Шрила Прабхупада говорил о таких ситуациях, как о тех, в которых двое братьев ссорятся и спорят. Шрила Прабхупада подтвердил, что если мы останемся в ИСККОН, тогда эти небольшие оскорбления не будут иметь серьезного эффекта, потому, что вайшнавы очень милостивы. Мы можем нанести им оскорбление, но если мы попросим прощения, то последствия этого оскорбления уничтожаются". (Бхакти Чару Свами)
http://sankirtana.narod.ru/library/xz/vopros.htm

----------


## Дмитрий Казиков

> Когда преданных отвлекают от прямой проповеди сознания Кришны


Из недавней лекции Враджендра Кумара прабху - не бывает прямой или косвенной проповеди, бывает эффективная или неэффективная проповедь.

----------


## Kasturika d.d.

Похоже, это требует отдельной темы  :smilies: 




> В чём грех в распространении высказываний Бхакти Викаши Свами?

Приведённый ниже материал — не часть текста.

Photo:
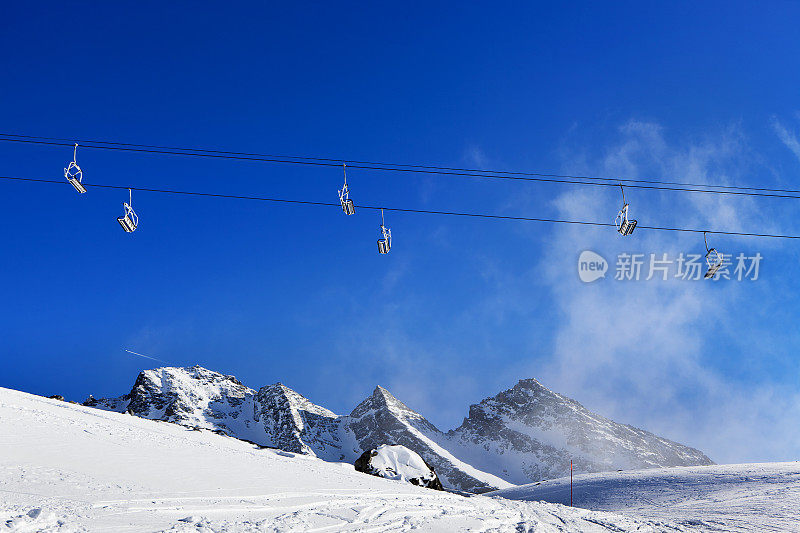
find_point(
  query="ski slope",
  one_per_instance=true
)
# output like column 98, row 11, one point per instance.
column 65, row 467
column 748, row 497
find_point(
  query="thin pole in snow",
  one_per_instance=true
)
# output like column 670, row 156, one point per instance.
column 570, row 482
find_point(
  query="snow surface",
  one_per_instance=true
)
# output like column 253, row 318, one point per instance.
column 400, row 463
column 65, row 467
column 527, row 433
column 747, row 497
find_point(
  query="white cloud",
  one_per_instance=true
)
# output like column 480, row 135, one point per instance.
column 644, row 352
column 787, row 137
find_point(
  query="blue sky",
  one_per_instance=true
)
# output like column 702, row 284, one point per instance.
column 460, row 308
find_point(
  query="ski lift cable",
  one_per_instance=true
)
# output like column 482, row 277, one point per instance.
column 409, row 210
column 432, row 167
column 446, row 171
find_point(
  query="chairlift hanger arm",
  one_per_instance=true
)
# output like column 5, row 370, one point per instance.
column 407, row 210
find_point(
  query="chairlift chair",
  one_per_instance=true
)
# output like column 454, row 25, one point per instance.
column 344, row 195
column 130, row 220
column 74, row 174
column 713, row 259
column 624, row 225
column 384, row 244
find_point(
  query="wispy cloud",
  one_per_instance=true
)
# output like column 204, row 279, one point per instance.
column 644, row 353
column 787, row 137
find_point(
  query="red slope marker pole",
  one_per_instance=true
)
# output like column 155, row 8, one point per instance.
column 570, row 483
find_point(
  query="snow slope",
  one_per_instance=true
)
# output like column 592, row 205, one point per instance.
column 524, row 434
column 66, row 467
column 747, row 497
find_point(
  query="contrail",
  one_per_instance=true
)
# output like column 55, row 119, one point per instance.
column 147, row 356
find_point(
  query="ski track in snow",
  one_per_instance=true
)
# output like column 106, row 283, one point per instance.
column 65, row 467
column 759, row 497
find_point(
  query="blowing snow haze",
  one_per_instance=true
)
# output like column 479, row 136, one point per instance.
column 524, row 434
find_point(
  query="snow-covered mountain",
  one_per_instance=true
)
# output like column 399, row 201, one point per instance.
column 524, row 434
column 70, row 468
column 529, row 433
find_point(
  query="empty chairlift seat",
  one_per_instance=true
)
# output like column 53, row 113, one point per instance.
column 344, row 195
column 624, row 225
column 385, row 242
column 74, row 174
column 130, row 220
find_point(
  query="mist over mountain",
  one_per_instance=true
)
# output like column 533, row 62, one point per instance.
column 524, row 434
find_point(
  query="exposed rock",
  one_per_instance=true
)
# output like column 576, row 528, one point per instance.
column 400, row 463
column 521, row 435
column 529, row 433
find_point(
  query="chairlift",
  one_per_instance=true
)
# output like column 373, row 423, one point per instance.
column 130, row 220
column 624, row 225
column 384, row 244
column 73, row 172
column 344, row 195
column 713, row 259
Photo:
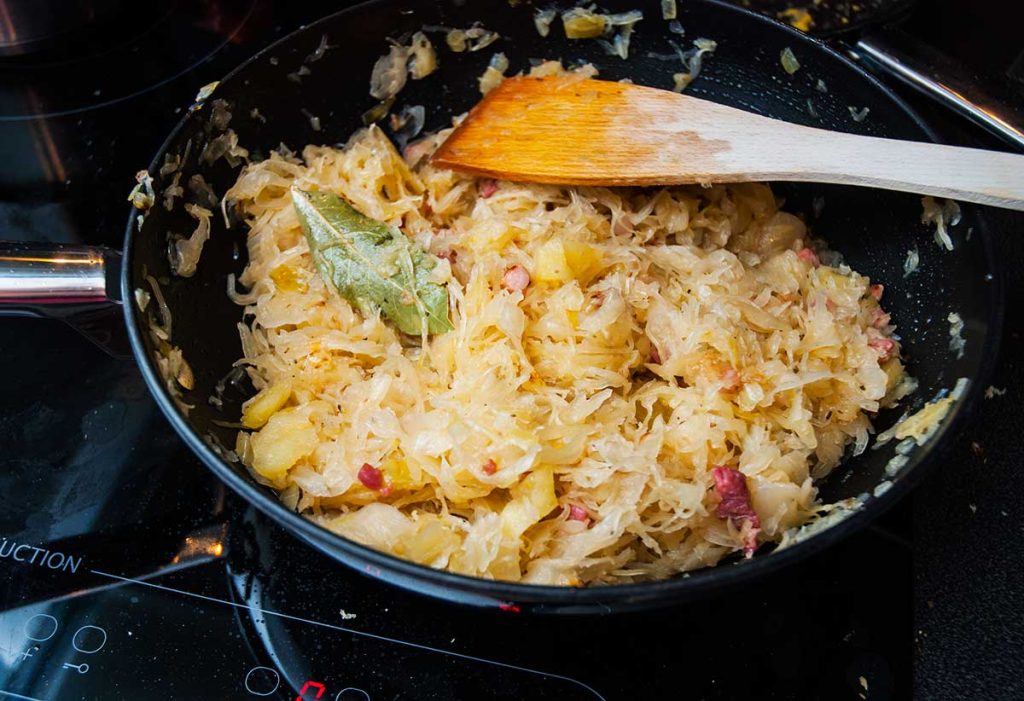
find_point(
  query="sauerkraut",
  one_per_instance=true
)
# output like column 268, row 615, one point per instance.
column 610, row 349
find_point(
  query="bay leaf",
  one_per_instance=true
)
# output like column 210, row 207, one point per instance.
column 375, row 266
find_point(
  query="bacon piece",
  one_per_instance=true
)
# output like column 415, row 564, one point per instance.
column 371, row 477
column 488, row 187
column 735, row 505
column 884, row 347
column 730, row 378
column 516, row 278
column 809, row 256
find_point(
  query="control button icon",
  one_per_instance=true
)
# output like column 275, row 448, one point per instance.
column 89, row 639
column 40, row 627
column 262, row 681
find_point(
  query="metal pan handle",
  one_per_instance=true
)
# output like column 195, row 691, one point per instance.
column 75, row 283
column 42, row 278
column 898, row 54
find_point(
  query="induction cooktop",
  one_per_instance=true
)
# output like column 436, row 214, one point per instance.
column 128, row 572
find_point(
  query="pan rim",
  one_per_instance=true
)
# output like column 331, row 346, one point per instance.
column 479, row 590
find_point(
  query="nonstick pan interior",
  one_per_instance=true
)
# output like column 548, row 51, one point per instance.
column 271, row 102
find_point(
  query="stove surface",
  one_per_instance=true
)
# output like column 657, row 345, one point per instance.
column 128, row 571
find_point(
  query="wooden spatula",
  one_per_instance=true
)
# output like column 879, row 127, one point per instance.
column 565, row 130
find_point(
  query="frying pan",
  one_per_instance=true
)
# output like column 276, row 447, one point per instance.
column 867, row 31
column 872, row 229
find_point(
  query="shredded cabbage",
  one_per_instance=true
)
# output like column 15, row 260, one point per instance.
column 663, row 333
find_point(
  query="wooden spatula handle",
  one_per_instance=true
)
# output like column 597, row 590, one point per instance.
column 965, row 174
column 570, row 131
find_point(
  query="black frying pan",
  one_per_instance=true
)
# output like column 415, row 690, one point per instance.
column 873, row 229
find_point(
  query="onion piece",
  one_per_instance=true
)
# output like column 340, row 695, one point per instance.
column 583, row 24
column 543, row 19
column 423, row 58
column 788, row 60
column 388, row 76
column 184, row 253
column 494, row 74
column 911, row 262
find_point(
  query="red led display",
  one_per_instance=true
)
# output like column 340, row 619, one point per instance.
column 309, row 686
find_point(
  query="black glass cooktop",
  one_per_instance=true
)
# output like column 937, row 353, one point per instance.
column 128, row 572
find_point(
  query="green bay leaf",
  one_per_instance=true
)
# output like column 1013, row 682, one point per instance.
column 373, row 265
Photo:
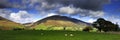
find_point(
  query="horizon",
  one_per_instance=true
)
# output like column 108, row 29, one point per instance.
column 25, row 11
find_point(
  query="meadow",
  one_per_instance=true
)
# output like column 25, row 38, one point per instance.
column 56, row 35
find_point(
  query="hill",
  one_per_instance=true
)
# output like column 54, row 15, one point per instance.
column 58, row 22
column 6, row 24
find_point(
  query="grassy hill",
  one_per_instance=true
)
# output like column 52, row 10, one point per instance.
column 6, row 24
column 56, row 35
column 57, row 22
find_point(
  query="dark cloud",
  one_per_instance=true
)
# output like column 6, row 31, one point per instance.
column 84, row 4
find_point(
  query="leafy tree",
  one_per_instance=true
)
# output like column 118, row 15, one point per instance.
column 87, row 29
column 105, row 26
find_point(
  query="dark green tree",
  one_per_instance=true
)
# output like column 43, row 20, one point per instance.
column 103, row 25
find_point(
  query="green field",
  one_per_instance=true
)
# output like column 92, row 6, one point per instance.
column 56, row 35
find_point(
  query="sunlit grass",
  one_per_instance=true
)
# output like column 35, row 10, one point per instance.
column 56, row 35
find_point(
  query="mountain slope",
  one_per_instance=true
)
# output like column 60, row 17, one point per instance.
column 57, row 21
column 6, row 24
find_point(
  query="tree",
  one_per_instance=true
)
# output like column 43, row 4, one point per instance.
column 103, row 25
column 87, row 29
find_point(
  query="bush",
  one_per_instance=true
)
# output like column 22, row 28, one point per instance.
column 87, row 29
column 18, row 29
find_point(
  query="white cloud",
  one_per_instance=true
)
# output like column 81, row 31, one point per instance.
column 68, row 10
column 5, row 13
column 114, row 19
column 51, row 14
column 91, row 20
column 21, row 17
column 82, row 12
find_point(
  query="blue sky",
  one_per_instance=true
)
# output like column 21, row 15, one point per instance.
column 24, row 11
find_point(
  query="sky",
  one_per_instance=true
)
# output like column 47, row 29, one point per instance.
column 25, row 11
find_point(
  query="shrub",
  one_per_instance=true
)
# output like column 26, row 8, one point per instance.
column 87, row 29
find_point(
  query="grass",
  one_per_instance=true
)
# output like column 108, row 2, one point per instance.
column 56, row 35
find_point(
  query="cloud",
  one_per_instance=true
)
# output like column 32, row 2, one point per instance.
column 68, row 10
column 91, row 20
column 21, row 17
column 84, row 4
column 5, row 13
column 81, row 12
column 114, row 19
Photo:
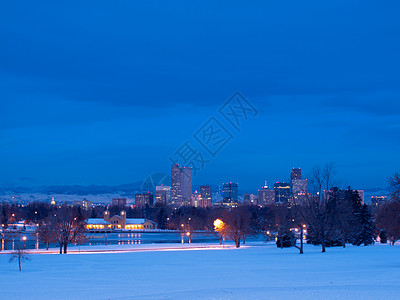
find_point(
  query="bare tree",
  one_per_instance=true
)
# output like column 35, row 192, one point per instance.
column 46, row 234
column 67, row 225
column 388, row 218
column 237, row 224
column 20, row 255
column 318, row 209
column 395, row 187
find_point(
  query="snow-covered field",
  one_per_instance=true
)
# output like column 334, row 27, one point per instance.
column 258, row 271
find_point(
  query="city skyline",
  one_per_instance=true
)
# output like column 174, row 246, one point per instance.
column 72, row 113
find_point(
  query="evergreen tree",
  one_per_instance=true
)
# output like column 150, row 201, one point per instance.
column 383, row 236
column 366, row 234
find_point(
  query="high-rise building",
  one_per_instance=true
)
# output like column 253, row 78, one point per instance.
column 230, row 193
column 299, row 190
column 376, row 200
column 163, row 194
column 142, row 199
column 181, row 185
column 197, row 201
column 295, row 174
column 266, row 196
column 176, row 185
column 361, row 193
column 282, row 192
column 206, row 195
column 187, row 182
column 120, row 202
column 249, row 199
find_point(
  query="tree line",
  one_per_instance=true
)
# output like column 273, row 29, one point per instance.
column 327, row 216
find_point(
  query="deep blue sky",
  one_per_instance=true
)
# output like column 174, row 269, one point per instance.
column 103, row 92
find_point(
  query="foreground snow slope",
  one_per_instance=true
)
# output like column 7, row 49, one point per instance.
column 257, row 272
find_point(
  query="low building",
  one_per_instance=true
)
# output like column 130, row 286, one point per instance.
column 120, row 202
column 377, row 200
column 97, row 224
column 119, row 222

Ведь он говорит для того, чтобы его услышали, а не ради сотрясания воздуха. Если его мнение противоречит мнению чьего-то гуру, то ученик должен принять точку зрения своего гуру по спорному вопросу, а сами эти разногласия - рассматривать просто как лилы, игры отношений между духовными братьями, не вмешиваться в них. Разве не так?


Харе Кришна, Варган. Примите, пожалуйста, мои поклоны.
Рассматривать, как лилы не получается что-то, видимо, нужен определенный уровень для этого))
Думаю, что не нужно выносить ссор из избы и посвящать весь мир в наши домашние дела. Как сказал Бхакти Вигьяна Госвами, репутация ИСККОН не очень хорошая, так к чему же нам при помощи интернета самим её еще ухудшать? Так не ведут себя близкие родственники в семье.
В первую очередь учитель дает наставления своим ученикам, а те должны пользоваться этим с разумом.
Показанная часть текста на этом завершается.